Third-quarter operating income fell 16 percent at Partners HealthCare System, the state’s largest hospital and doctors organization, amid intensifying cutbacks from public payers such as Medicaid and Medicare, the government insurance programs for low-income residents and senior citizens.
But even as its operating margin narrowed to 3.7 percent in the April-to-June period, from 5 percent in the same quarter last year, Partners chief financial officer Peter K. Markell said the health care system remains confident it can maintain a margin—the share of revenue after expenses—of between 2 and 4 percent going forward.
“Obviously, there’s more pressure on revenue this year, particularly from the public payers,” Markell said. With government health reimbursements often not covering the full cost of health procedures, he said, “our focus has really evolved to managing total medical expenses” through better coordinating care to reduce emergency room visits and admissions.
Partners on Friday posted operating income of $97.4 million for the three months ending June 30, compared with $116 million a year ago. Neighborhood Health Plan, the Medicaid-managed care insurer Partners acquired last year, contributed $8 million to income in the most recent quarter.

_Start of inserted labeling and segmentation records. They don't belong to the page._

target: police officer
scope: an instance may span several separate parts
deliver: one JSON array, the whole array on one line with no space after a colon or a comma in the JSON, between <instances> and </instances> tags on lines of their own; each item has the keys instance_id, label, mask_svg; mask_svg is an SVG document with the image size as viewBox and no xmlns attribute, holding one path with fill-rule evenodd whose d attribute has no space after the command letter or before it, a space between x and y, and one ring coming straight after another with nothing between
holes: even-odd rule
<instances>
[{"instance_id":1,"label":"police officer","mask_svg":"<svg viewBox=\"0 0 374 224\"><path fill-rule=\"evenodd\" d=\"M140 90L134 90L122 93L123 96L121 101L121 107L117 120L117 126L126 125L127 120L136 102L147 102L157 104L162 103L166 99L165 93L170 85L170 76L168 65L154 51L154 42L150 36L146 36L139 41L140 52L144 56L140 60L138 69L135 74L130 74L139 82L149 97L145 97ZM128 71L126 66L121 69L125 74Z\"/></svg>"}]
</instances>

While operating income dropped, third-quarter net income for Partners, which owns Massachusetts General and Brigham and Women’s hospitals in Boston, climbed 17 percent to $69.4 million from $59.1 million last year. That’s because its non-operating loss on investments narrowed to $27.9 million in the most recent quarter from $56.8 million a year earlier.
Partners has been losing money in recent years on its purchases of swaps—derivatives used to bet on the direction of interest rates. Investments in those complicated financial instruments were made as a hedge against potential declines in stocks, bonds, and other holdings in its portfolio.